In any case, a new record has been set for such losses, surpassing the $120 billion hit the industry suffered in 2011. Last year’s costly events included hurricanes Harvey, Irma, and Maria; two major earthquakes in Mexico; and 279 wildfires in California.
Despite the record insurance losses, capitalization is so robust in the property insurance and reinsurance industries that balance sheets have not been severely dented, according to the report. In fact, reinsurers’ capitalization actually ticked slightly higher, on average.
Still, the 2017 disasters have provided an impetus for carriers to reappraise underwriting fundamentals and rate adequacy, says Willis Towers Watson.
“Make no mistake, the marketplace is still in a state of some flux and should not be considered easy,” the report says. “While the rate increases that we’ve seen and that we predict are modest compared to some doomsday scenarios predicted a few months ago, they are still challenging for buyers. Moreover, there is some bleeding of the market-firming into other lines of insurance, which will also challenge buyers.”
However long the higher premium environment lasts, at some point pricing will moderate. “While underwriters feel compelled to increase profitability, continued oversupply of capital will inevitably militate against this desire,” according to the report.
In addition to traditional capital sources, the market for insurance-linked securities (ILS), an alternative source, continues to grow.
“Rather than running away from the losses, ILS capital is running toward both the short-term potential for modestly better risk spreads and the longer-term opportunity to partner with reinsurers, insurers, and insureds to fuel assets under management and ultimately make insurance more available and affordable,” Willis Towers Watson says. “We see no end in sight to ILS growth as a long-term trend.”
Historically, following other major catastrophes, start-up insurance companies arose to fill the need to for new capital. After 9/11 and again after the devastating hurricanes of 2005, $11 billion and $10 billion of new capital, respectively, were raised.

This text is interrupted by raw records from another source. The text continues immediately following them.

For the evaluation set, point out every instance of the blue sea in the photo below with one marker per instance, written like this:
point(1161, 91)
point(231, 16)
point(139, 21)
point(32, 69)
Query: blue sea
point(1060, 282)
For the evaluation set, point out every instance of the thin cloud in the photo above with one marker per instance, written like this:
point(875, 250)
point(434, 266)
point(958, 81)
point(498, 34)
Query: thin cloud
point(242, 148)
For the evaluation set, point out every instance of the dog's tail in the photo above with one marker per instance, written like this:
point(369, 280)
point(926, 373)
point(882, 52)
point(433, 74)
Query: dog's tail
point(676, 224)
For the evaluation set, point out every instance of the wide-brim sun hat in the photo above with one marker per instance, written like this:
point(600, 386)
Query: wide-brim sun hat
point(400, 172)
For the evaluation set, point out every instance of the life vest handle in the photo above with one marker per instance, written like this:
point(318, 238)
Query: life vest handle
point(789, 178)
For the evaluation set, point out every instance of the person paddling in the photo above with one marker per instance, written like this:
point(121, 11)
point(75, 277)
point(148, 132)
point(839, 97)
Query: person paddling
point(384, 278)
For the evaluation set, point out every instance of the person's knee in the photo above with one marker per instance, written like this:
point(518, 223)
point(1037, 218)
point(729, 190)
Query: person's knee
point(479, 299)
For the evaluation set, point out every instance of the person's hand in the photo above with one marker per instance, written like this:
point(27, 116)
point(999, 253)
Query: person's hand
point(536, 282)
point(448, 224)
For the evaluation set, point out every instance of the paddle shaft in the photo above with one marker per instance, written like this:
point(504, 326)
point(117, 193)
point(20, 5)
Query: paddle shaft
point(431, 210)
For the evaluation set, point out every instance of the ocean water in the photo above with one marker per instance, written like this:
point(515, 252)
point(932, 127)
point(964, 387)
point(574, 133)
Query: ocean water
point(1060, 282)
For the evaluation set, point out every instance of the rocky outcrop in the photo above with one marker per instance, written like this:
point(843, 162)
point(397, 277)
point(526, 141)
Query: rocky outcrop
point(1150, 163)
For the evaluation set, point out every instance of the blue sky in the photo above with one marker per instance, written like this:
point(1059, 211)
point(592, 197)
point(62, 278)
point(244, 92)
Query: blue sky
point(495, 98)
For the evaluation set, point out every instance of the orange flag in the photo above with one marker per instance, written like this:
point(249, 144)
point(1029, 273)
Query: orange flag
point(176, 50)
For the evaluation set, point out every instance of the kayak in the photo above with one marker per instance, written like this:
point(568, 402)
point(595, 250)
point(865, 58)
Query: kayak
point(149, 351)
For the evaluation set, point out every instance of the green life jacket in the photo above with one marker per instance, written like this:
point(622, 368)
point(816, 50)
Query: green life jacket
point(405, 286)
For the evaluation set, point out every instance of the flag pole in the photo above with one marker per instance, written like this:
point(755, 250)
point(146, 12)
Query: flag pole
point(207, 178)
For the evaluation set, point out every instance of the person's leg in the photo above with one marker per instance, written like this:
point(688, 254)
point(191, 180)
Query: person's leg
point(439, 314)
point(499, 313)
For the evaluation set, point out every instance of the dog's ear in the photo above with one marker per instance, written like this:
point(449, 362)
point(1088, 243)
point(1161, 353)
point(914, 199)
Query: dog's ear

But, given legal and regulatory requirements, infrastructure build-out, and staffing, those capital-raising processes typically took up to a year. By comparison, ILS funds can be raised in weeks.
“While it’s unclear if the losses of 2017 will stir demand for a new class of start-up insurers, it is clear that the swift fluidity of alternative capital has fundamentally changed marketplace dynamics,” the report says. “And the changes are permanent.”